Bone involvement is the most common cause of functional limitation, disability and poor quality of life in patients with lysosomal storage disease (LSD). In type 1 Gaucher disease (GD1) intraosseous ...lesions have a vascular involvement with obstruction and / or local hemorrhage, once established it, secondary irreversible sequels with structure changes are developed. The intimate mechanisms that induce these feared complications are only partially known and the risk factors are not well established. There has been speculation about the relationship between the type of genetic defect and the severity of the disease. The most frequent mutations found in the Spanish population are point direction changes in the GBA gene (c.1226A> G (N370S) and c.1448T> C (L444P). However, other types of mutations (nonsense, splicing, frameshift stop codon, deletions, insertions, recombination) that induce a lower residual enzyme activity and, consequently, a higher storage rate and therefore more intensity of symptoms are found.

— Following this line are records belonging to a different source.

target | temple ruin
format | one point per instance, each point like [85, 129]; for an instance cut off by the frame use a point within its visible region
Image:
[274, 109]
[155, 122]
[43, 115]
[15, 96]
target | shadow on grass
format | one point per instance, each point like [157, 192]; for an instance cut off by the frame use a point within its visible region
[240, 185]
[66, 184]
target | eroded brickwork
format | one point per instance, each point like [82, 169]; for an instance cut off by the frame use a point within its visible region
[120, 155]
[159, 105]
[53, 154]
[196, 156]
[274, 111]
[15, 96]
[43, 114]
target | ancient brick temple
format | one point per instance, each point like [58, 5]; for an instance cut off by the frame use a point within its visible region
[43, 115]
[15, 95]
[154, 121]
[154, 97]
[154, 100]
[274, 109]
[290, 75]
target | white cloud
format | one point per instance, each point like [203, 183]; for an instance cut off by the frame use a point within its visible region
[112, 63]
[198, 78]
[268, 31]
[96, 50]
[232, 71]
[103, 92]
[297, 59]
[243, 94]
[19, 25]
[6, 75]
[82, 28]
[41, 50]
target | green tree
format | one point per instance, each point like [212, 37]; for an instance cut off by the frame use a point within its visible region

Objective: To analyze the relationship between different missense mutation and the presence and developing of vascular bone lesions in GD 1 patients.
Patients and Methods: We have analyzed the data obtained in our LSD Unit over the last 20 years in the evaluation of bone disease by magnetic resonance imaging with semi-quantitative estimation of the involvement by S-MRI and BMB scores and determination of bone mineral density by ultrasound in 131 GD patients (Andrade-Campos et al 2016). Here we present a sub-study in 85 patients heterozygous for c.1226A> G comparing the data obtained related to their genetic characteristics. According to the genotype were classified the patients in three groups, A: c.1226A> G / c.1448T> C (34), B: c.1226A> G in heterozygosity with other missense mutation (34) and C: c.1226A> G mutation with other types (17). In addition to search for plasma biomarkers associated to bone disease and verify them we have applied a targeted proteomics strategy. We have transformed monocytes to osteoclasts from these groups of patients and by proteomics profiles we have compared with osteoclasts of healthy controls by isobaric tag for relative and absolute quantification (iTRAQ). Labelling with iTRAQ in combination with sample pre-fractionation and nano liquid chromatography-tandem MS was used for identification and quantification of the basal proteome. More than 700 proteins were identified with this strategy. To verify the quantification of the proteins identified we have selected the MRM (multiple reaction monitoring) strategy for differential quantification according their highly sensitive, reproducible and accurate.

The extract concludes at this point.